Module 1 – Introduction
In filmmaking and video production, pre-production formally begins once a project has been greenlit. At this stage, finalizing preparations for production go into effect. Financing will generally be confirmed and many of the key elements such as principal cast members, director and cinematographer are set. By the end of pre-production, the screenplay is usually finalized and satisfactory to all the financiers and other stakeholders.
During pre-production, the script is broken down into individual scenes storyboards and all the locations, props, cast members, costumes, special effects and visual effects are identified. An extremely detailed schedule is produced and arrangements are made for the necessary elements to be available to the film-makers at the appropriate times. Sets are constructed, the crew is hired, financial arrangements are put in place and a start date for the beginning of principal photography is set. At some point in pre-production there will be a read-through of the script which is usually attended by all cast members with speaking parts, the director, all heads of departments, financiers, producers, and publicists.
Even though the writer may still be working on it, the screenplay is generally page-locked and scene-numbered at the beginning of pre-production to avoid confusion. This means that even though additions and deletions may still be made, any particular scene will always fall on the same page and have the same scene number.
In pre-production, every step of actually creating the film is carefully designed and planned. The production company is created and a production office established. The film is pre-visualized by the director, and may be storyboarded with the help of illustrators and concept artists. A production budget is drawn up to plan expenditures for the film. For major productions, insurance is procured to protect against accidents.

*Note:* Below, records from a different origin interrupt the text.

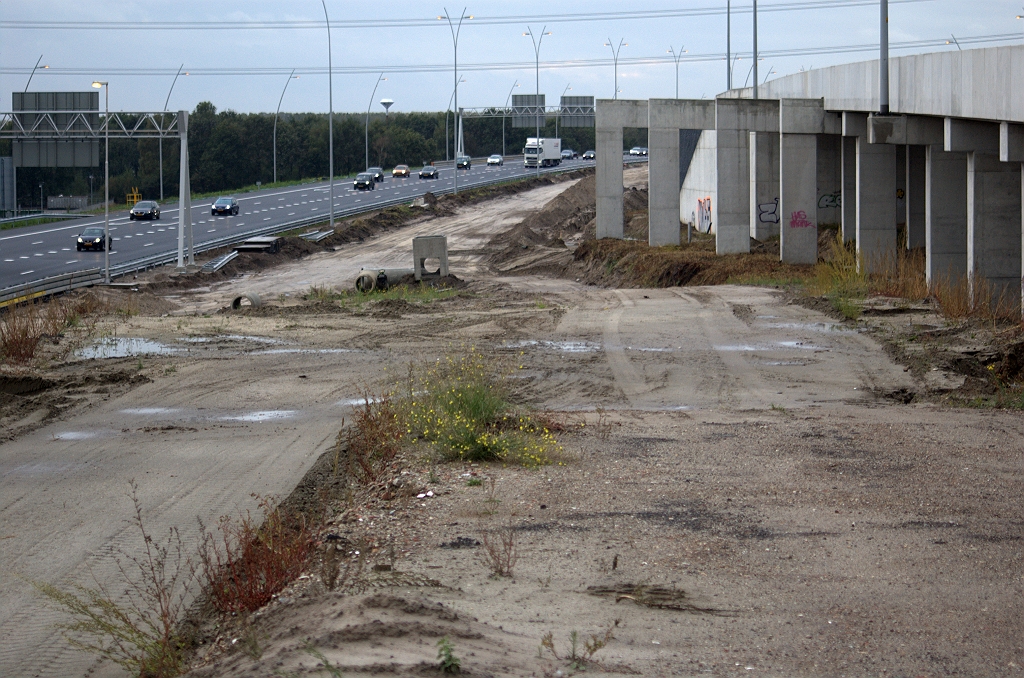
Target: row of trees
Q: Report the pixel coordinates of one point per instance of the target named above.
(228, 151)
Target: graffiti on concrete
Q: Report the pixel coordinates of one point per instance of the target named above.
(830, 200)
(768, 212)
(704, 215)
(799, 220)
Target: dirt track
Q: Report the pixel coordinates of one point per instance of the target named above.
(737, 447)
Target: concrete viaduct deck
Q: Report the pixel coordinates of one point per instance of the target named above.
(942, 171)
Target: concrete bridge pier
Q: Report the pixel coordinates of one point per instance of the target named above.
(735, 119)
(993, 226)
(610, 117)
(666, 119)
(914, 200)
(945, 216)
(764, 163)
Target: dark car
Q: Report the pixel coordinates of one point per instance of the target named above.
(92, 239)
(224, 206)
(144, 209)
(365, 181)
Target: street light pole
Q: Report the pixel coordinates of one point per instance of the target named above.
(168, 100)
(537, 102)
(456, 30)
(503, 116)
(107, 178)
(559, 114)
(330, 115)
(728, 44)
(614, 56)
(34, 72)
(367, 126)
(290, 77)
(676, 58)
(755, 67)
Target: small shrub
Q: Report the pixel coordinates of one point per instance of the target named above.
(245, 563)
(500, 549)
(138, 631)
(446, 661)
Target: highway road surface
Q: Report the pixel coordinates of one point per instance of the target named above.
(34, 253)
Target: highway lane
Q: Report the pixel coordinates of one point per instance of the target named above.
(34, 253)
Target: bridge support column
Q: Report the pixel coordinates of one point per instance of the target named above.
(993, 227)
(945, 216)
(876, 203)
(610, 117)
(829, 179)
(609, 183)
(849, 213)
(764, 165)
(799, 199)
(914, 200)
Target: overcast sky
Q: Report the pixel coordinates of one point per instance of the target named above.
(239, 52)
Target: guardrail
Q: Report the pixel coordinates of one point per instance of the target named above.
(76, 280)
(47, 286)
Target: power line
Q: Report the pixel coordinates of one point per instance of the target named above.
(512, 66)
(432, 22)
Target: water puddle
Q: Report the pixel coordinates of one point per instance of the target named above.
(564, 346)
(75, 435)
(148, 412)
(266, 415)
(125, 347)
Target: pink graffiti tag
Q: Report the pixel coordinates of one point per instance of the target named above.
(799, 220)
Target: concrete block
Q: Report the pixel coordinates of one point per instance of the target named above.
(429, 247)
(914, 201)
(849, 185)
(799, 199)
(765, 189)
(829, 178)
(876, 203)
(966, 135)
(993, 225)
(945, 216)
(1011, 142)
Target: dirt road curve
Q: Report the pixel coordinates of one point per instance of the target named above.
(744, 452)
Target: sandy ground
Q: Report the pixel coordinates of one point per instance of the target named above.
(739, 497)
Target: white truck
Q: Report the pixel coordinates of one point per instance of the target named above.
(542, 152)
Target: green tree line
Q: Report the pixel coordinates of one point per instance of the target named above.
(229, 151)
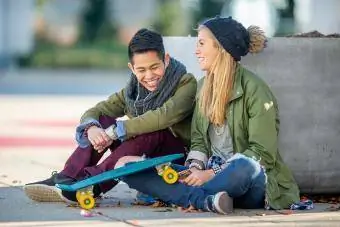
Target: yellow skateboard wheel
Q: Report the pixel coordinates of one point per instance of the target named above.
(170, 176)
(86, 201)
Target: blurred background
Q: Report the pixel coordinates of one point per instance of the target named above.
(60, 57)
(78, 34)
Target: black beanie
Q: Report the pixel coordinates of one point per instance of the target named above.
(232, 35)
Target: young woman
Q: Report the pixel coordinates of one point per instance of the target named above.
(158, 100)
(234, 157)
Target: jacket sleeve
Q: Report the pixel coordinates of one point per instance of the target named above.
(198, 149)
(113, 107)
(174, 110)
(263, 127)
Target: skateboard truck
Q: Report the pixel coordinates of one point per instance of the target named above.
(169, 175)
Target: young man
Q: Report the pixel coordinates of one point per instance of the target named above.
(158, 101)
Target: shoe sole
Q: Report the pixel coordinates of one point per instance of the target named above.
(45, 193)
(224, 203)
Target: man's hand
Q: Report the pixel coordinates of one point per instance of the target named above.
(198, 177)
(98, 138)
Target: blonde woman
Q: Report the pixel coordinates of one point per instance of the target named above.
(234, 159)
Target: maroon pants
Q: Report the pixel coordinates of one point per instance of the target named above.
(84, 161)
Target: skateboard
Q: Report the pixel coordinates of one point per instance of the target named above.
(84, 188)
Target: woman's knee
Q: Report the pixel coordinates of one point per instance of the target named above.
(245, 166)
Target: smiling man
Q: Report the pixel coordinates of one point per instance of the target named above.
(158, 101)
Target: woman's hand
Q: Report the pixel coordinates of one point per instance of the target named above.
(98, 138)
(198, 177)
(126, 159)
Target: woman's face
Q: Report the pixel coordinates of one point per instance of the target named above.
(206, 50)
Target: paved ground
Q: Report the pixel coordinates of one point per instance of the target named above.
(36, 136)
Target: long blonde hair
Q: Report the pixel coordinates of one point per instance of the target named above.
(218, 83)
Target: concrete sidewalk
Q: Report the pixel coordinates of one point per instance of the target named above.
(40, 119)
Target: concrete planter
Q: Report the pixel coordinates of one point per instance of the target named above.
(304, 74)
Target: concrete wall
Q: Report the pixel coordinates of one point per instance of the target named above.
(304, 74)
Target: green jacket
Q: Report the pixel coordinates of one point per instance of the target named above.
(253, 120)
(175, 114)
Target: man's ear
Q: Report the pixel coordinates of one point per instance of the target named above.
(166, 59)
(131, 67)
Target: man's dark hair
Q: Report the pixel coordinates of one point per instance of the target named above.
(145, 40)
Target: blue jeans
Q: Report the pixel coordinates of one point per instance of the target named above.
(243, 179)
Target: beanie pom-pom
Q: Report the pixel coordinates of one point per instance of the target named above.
(258, 39)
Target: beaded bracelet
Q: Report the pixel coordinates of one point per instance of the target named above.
(88, 126)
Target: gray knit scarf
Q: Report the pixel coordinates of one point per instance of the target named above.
(139, 100)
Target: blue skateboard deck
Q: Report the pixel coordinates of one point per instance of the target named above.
(120, 172)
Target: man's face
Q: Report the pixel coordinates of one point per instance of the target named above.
(149, 68)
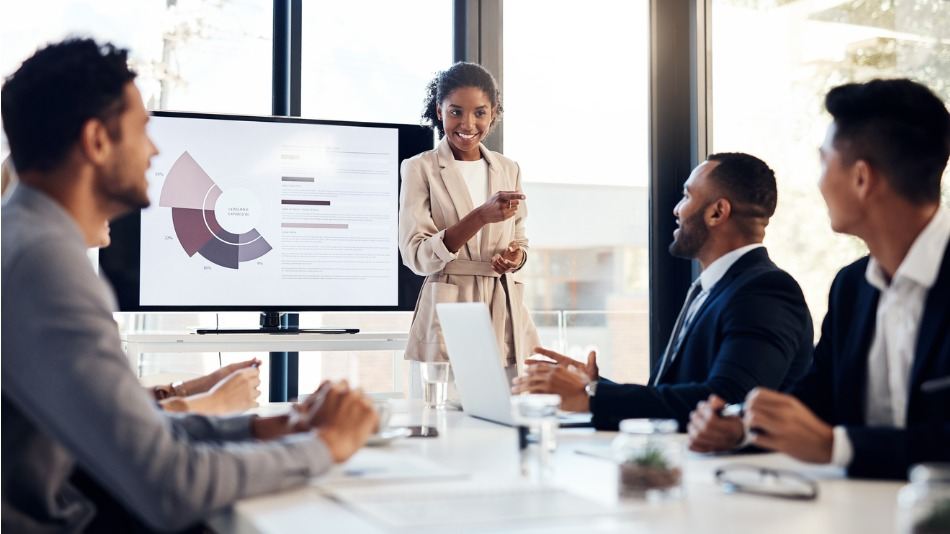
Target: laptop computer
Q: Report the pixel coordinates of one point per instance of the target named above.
(479, 376)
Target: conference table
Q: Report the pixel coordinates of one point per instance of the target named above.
(468, 479)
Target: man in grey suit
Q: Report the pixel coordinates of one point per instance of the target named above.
(76, 127)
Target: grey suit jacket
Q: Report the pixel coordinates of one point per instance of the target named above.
(70, 398)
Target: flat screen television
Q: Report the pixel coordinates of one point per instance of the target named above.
(267, 214)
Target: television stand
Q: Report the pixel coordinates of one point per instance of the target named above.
(277, 323)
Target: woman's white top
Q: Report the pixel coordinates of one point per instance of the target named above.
(475, 174)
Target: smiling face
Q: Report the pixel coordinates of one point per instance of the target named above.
(466, 115)
(690, 212)
(121, 180)
(838, 184)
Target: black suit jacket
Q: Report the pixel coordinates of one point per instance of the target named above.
(835, 386)
(754, 329)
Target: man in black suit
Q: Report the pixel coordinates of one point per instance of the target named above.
(744, 322)
(877, 398)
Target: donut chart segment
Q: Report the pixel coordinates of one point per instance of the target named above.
(192, 195)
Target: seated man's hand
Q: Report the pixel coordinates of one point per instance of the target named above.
(208, 381)
(710, 432)
(568, 382)
(566, 361)
(237, 392)
(348, 421)
(782, 423)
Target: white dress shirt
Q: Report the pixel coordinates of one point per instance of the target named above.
(475, 174)
(711, 276)
(897, 324)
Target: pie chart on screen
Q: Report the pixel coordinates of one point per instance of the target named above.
(218, 225)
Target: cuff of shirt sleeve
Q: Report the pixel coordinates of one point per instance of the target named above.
(841, 449)
(524, 259)
(315, 450)
(236, 427)
(439, 248)
(746, 438)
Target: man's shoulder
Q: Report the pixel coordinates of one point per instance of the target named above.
(851, 277)
(765, 276)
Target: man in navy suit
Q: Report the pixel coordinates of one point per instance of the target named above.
(744, 323)
(877, 399)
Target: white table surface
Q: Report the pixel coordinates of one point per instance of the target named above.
(488, 453)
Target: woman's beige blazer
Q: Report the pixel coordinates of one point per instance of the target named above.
(434, 196)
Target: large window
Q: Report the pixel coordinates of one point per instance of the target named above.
(195, 55)
(773, 62)
(370, 60)
(576, 80)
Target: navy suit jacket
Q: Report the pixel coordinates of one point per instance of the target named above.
(754, 329)
(835, 386)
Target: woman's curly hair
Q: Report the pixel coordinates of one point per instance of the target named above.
(462, 74)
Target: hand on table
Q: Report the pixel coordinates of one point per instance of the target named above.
(237, 392)
(567, 378)
(782, 423)
(710, 432)
(206, 382)
(348, 418)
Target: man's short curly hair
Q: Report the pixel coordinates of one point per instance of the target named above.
(55, 92)
(899, 127)
(748, 183)
(457, 76)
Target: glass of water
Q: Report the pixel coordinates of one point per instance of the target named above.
(435, 383)
(536, 417)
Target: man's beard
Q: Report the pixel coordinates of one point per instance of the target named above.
(691, 237)
(120, 195)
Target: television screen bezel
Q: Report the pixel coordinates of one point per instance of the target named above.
(120, 262)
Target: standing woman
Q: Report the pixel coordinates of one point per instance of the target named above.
(462, 219)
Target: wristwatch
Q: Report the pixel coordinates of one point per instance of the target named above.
(591, 388)
(179, 388)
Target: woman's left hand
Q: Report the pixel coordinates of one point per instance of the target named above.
(509, 260)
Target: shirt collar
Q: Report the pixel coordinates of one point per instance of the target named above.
(717, 269)
(922, 262)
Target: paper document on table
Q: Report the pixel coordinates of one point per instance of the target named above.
(376, 466)
(468, 505)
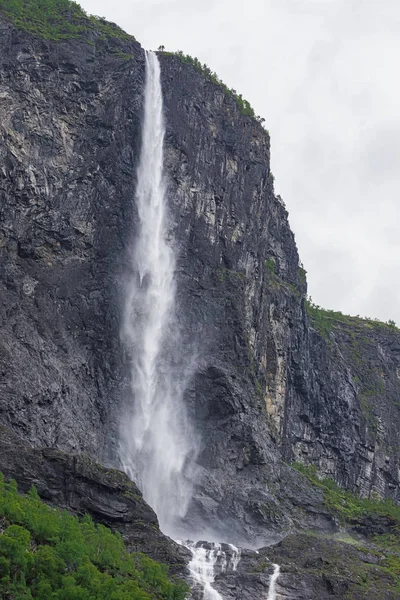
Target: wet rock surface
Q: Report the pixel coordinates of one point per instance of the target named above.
(268, 386)
(80, 485)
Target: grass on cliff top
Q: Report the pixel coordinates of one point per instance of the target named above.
(243, 105)
(57, 19)
(325, 320)
(48, 554)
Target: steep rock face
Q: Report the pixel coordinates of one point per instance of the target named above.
(69, 136)
(266, 384)
(81, 486)
(343, 408)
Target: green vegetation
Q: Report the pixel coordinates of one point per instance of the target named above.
(244, 106)
(345, 505)
(57, 19)
(48, 554)
(325, 320)
(351, 510)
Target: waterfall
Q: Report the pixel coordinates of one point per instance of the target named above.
(208, 559)
(272, 583)
(156, 440)
(158, 446)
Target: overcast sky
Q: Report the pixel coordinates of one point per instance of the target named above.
(325, 74)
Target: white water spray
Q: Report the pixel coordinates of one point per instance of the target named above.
(272, 583)
(208, 559)
(156, 441)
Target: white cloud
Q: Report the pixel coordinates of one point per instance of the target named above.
(324, 74)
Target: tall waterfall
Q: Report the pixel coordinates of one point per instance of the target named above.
(158, 446)
(156, 437)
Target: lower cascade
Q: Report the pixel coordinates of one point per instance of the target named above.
(158, 445)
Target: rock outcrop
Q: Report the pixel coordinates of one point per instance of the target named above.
(82, 486)
(270, 385)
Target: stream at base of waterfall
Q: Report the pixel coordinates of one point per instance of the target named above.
(158, 444)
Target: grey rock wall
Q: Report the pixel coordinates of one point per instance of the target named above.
(268, 388)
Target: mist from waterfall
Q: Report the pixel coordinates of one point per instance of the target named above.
(157, 444)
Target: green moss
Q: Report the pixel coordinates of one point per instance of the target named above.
(48, 554)
(57, 19)
(347, 506)
(243, 105)
(325, 320)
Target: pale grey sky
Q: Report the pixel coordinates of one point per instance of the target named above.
(325, 76)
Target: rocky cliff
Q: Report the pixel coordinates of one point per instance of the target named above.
(276, 381)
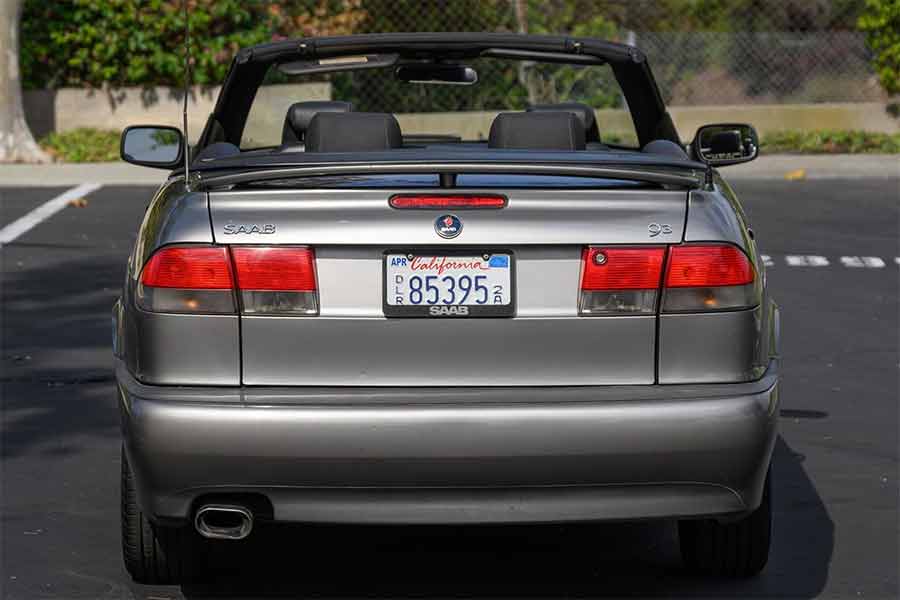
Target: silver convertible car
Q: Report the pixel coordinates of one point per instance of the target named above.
(437, 304)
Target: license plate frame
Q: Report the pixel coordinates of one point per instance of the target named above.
(424, 310)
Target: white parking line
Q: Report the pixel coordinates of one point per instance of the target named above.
(871, 262)
(44, 211)
(806, 260)
(813, 260)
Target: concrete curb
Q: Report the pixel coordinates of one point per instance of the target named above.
(778, 166)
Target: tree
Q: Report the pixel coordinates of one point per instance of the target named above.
(881, 22)
(16, 142)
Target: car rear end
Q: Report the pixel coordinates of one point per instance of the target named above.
(330, 355)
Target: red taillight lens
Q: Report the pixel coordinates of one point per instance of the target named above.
(708, 266)
(275, 269)
(188, 279)
(611, 269)
(709, 277)
(276, 280)
(620, 280)
(189, 267)
(451, 201)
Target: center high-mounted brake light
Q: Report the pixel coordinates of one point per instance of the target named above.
(622, 280)
(709, 277)
(448, 201)
(205, 280)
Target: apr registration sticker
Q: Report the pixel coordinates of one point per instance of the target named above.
(449, 285)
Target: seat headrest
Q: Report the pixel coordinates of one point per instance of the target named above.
(298, 116)
(353, 132)
(585, 114)
(537, 131)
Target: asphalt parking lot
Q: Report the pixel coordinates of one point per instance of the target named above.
(834, 268)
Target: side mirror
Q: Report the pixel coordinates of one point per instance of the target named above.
(157, 146)
(724, 144)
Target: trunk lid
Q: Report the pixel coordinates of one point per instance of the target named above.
(351, 342)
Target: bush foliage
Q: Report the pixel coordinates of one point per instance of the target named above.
(881, 22)
(83, 145)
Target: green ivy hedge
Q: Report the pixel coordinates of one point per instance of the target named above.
(135, 42)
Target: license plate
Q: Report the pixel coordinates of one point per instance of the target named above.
(449, 285)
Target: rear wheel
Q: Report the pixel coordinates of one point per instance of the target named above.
(737, 549)
(153, 554)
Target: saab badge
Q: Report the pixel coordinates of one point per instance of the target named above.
(448, 226)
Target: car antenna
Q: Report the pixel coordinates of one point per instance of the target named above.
(187, 83)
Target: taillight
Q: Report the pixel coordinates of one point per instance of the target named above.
(204, 279)
(708, 277)
(188, 279)
(276, 280)
(448, 201)
(620, 280)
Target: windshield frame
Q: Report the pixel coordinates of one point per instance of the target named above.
(629, 66)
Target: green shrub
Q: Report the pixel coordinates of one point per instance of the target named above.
(830, 142)
(134, 42)
(83, 145)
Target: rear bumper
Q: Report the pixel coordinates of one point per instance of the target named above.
(465, 455)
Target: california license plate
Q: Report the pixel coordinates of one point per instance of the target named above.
(449, 285)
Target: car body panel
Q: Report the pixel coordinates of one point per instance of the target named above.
(546, 415)
(322, 447)
(533, 217)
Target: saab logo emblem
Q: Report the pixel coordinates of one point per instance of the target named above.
(448, 226)
(448, 311)
(235, 228)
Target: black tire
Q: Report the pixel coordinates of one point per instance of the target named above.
(154, 554)
(738, 549)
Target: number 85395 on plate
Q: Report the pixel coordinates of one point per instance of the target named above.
(448, 285)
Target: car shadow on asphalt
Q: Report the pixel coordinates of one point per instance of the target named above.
(619, 559)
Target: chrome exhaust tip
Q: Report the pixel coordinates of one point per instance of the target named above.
(223, 521)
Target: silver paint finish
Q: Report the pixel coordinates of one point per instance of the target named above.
(709, 348)
(306, 456)
(533, 217)
(448, 352)
(688, 178)
(172, 216)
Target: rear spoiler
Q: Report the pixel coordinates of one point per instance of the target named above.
(676, 177)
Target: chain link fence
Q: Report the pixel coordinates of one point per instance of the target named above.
(692, 67)
(703, 68)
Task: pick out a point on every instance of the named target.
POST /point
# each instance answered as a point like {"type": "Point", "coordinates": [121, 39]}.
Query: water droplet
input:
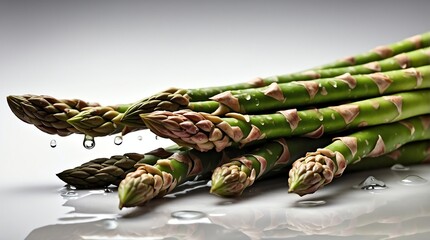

This unit covers planning pre-production of a film, television and multimedia production through research, preparation and presentation of ideas and by visualisation of the creative concept. The skills include working with the executive producer, the producer, a studio or a production company; reading the script and identifying the core elements that will contribute to the realisation of the script from final draft to screen production for any film, television and multimedia production; visualising the creative concepts, and contributing to the storyboard; contributing to the selection and hiring of key personnel within the creative and technical team in conjunction with the producer; and, deciding the key logistical decisions which will be necessary to fulfil the requirements of the production.